Segundo a secretária municipal de Saúde, Márcia Fernandes de Carvalho, a assinatura representa uma atualização importante na forma de contratação hospitalar e garante a continuidade dos serviços especializados ofertados na cidade.
“Na verdade, estamos renovando e reformulando um contrato que já existe há mais de 30 anos com os hospitais que fazem parte da nossa rede. Pato Branco possui diversas habilitações que atendem não apenas o município, mas toda a região, como cardiologia, vascular, neurologia, ginecologia e obstetrícia, nefrologia e oncologia. Esses serviços recebem recursos do Governo Federal, com complementação do município”, explicou.
Márcia destaca que o novo modelo traz mudanças importantes. “Agora temos um contrato quantitativo, mas também qualitativo, com maior foco em recursos vinculados e na produção de serviços. Isso ajuda a fortalecer a contratualização hospitalar e a manter a qualidade do atendimento que sempre tivemos.”
Ela também ressalta que Pato Branco é referência regional em saúde. “Somos uma das quatro macrorregiões do Paraná que ofertam praticamente todos os serviços de alta complexidade. Isso reduz a dependência de outros centros e permite que a população realize a maior parte dos atendimentos aqui mesmo.”
Entre os avanços previstos com os novos contratos estão melhorias na rede de urgência e emergência e ampliação de algumas especialidades. “Teremos plantão de oftalmologia, urologia e a retomada do atendimento vascular, que estava sem profissionais há mais de um ano e meio. Isso traz mais agilidade e resolutividade para os atendimentos”, acrescentou a secretária.
O diretor-presidente do Instituto de Saúde São Lucas de Pato Branco, Dr. João Petry, destacou que o contrato garante segurança administrativa e financeira para a continuidade dos atendimentos. “Para os hospitais, receber recursos do SUS depende de contratos formalizados. Esse novo contrato organiza todos os atendimentos que prestamos, tanto para Pato Branco quanto para os municípios da região e também para cidades de Santa Catarina que dependem dos nossos serviços de alta complexidade”, explicou.

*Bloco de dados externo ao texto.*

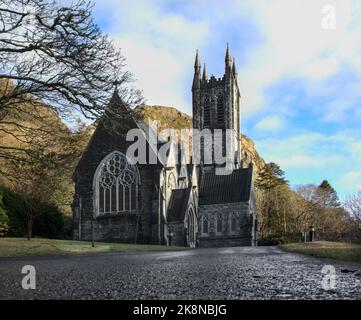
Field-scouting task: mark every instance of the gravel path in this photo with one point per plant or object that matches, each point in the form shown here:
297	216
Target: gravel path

Segundo ele, o novo modelo também corrige distorções anteriores. “Antes existia um valor fixo contratado. Se o hospital atendesse mais pacientes, muitas vezes não recebia por essa produção. Agora o modelo permite pagar de acordo com o que realmente é produzido, o que garante mais segurança para manter os serviços.”

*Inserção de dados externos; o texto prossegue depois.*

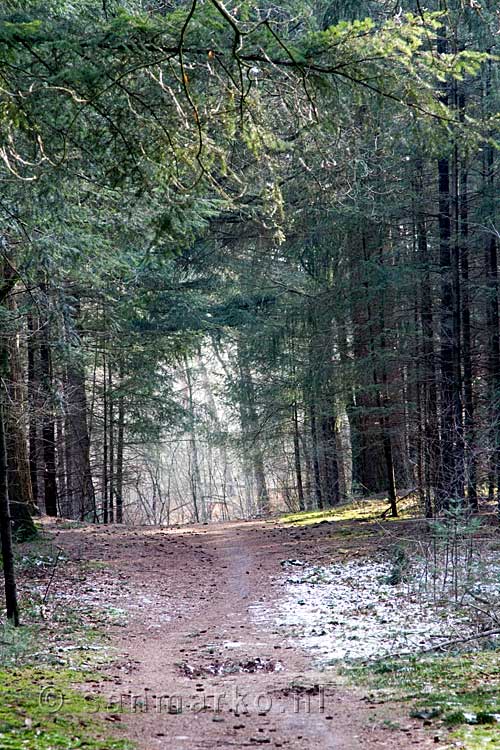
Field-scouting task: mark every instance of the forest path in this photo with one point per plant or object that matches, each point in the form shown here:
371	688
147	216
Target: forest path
200	603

Para o prefeito de Pato Branco, Géri Dutra, a assinatura representa um avanço importante para o sistema de saúde do município e da região. “Esse é o resultado de um trabalho intenso para construirmos um contrato que atendesse as expectativas dos hospitais, mas principalmente da nossa população. Os valores foram ampliados e agora estão vinculados às receitas que recebemos dos governos federal e estadual, permitindo ampliar o número de atendimentos.”

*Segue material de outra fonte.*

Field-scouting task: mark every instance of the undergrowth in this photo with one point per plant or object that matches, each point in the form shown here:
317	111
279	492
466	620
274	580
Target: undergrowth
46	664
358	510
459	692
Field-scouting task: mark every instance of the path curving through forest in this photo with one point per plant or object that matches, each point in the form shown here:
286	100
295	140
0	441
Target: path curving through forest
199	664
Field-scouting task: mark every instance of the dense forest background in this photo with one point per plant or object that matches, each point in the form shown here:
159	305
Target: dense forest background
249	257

O prefeito destacou que houve aumento significativo nos valores destinados às instituições. “O contrato da Policlínica passou de cerca de R$ 102 milhões para R$ 140 milhões, um aumento próximo de 40%, fortalecendo áreas como oftalmologia, cardiologia, ortopedia, oncologia e nefrologia. Já o São Lucas passou de R$ 70 milhões para cerca de R$ 85 milhões, com reforço em especialidades como vascular, obstetrícia, neurologia e cirurgia bariátrica.”
Segundo Géri, além do reajuste nos valores, a expectativa é ampliar o acesso da população aos serviços. “O objetivo é aumentar o número de atendimentos e fortalecer toda a rede de saúde, desde a atenção básica até os serviços de alta complexidade.”